Auch mit Blick auf die begrenzten personellen Ressourcen sei es notwendig, die stationäre Versorgung in größeren Einheiten zu konzentrieren, betont Litsch: "Es hilft nicht, einfach nur zusätzliche Intensivbetten aufzustellen und den Bestand an Beatmungsgeräten aufzustocken. Der entscheidende und gleichzeitig limitierende Faktor ist das qualifizierte Personal, das die schwer erkrankten Patienten qualitativ hochwertig versorgen und die Geräte richtig bedienen kann. Das war schon vor Corona so, aber die Pandemie wirft aktuell noch einmal ein grelles Schlaglicht auf die hohe Belastung vieler Ärzte und Pflegekräfte und die Personalnot in vielen Kliniken."
Schnellerer Erkenntnisgewinn bei größeren Patientenzahlen
Größere Kliniken könnten kurzfristiger und flexibler die personellen Ressourcen für eine Ausweitung von Intensiv-Kapazitäten bereitstellen. Zudem seien sie eher in der Lage, neben der Versorgung der Covid-19-Patienten auch die "normale" Versorgung der anderen Patienten aufrecht zu erhalten.
Auch unter dem Gesichtspunkt der Patientensicherheit sei eine Zentralisierung von Leistungen sinnvoll, erklärte Litsch. Für viele Eingriffe und OPs gibt es wissenschaftliche Belege zum Zusammenhang von hohen Fallzahlen und guten Behandlungsergebnissen. "Es erscheint plausibel, dass eine stärkere Konzentration auch im Hinblick auf zukünftige Pandemiesituationen sinnvoll ist. Denn gerade bei neuen Krankheitsbildern gelingt der Erkenntnisgewinn mit größeren Patientenzahlen pro Haus schneller. Auch der Erfahrungsaustausch unter den Klinikern wird durch eine Konzentration der Fälle auf wenige Krankenhäuser vereinfacht", so Litsch.

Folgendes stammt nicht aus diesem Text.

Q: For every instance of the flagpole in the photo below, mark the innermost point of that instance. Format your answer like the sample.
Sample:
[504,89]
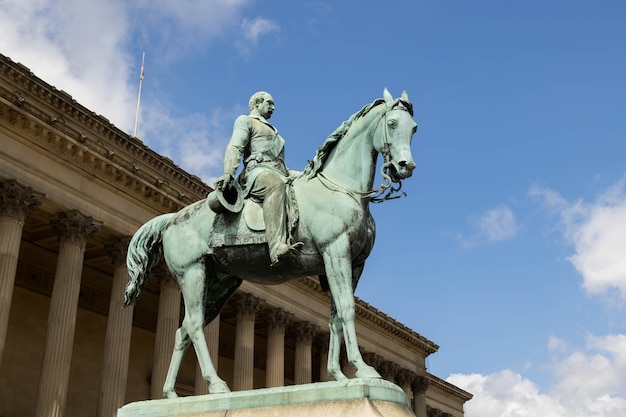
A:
[139,95]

Krankenhaus-Report 2021 mit Schwerpunkt-Thema "Versorgungsketten"
Die Auswertungen des WIdO zu den Auswirkungen der Pandemie auf die Versorgung in den deutschen Kliniken sind unter anderem in den aktuellen Krankenhaus-Report eingeflossen. Sie wurden für die Pressekonferenz zur Vorstellung des Buches noch einmal aktualisiert. Das Schwerpunkt-Thema des Krankenhaus-Reports 2021, der heute als Buch und Open-Access-Publikation erscheint, lautet "Versorgungsketten - Der Patient im Mittelpunkt".
Der Sammelband beleuchtet in mehreren Beiträgen die Versorgungsprozesse vom Krankenhauszugang bis zu den Herausforderungen der Anschlussversorgung. Auf der Website des WIdO sind zentrale Erkenntnisse aus dem Report zusammengefasst und kostenfrei einzusehen.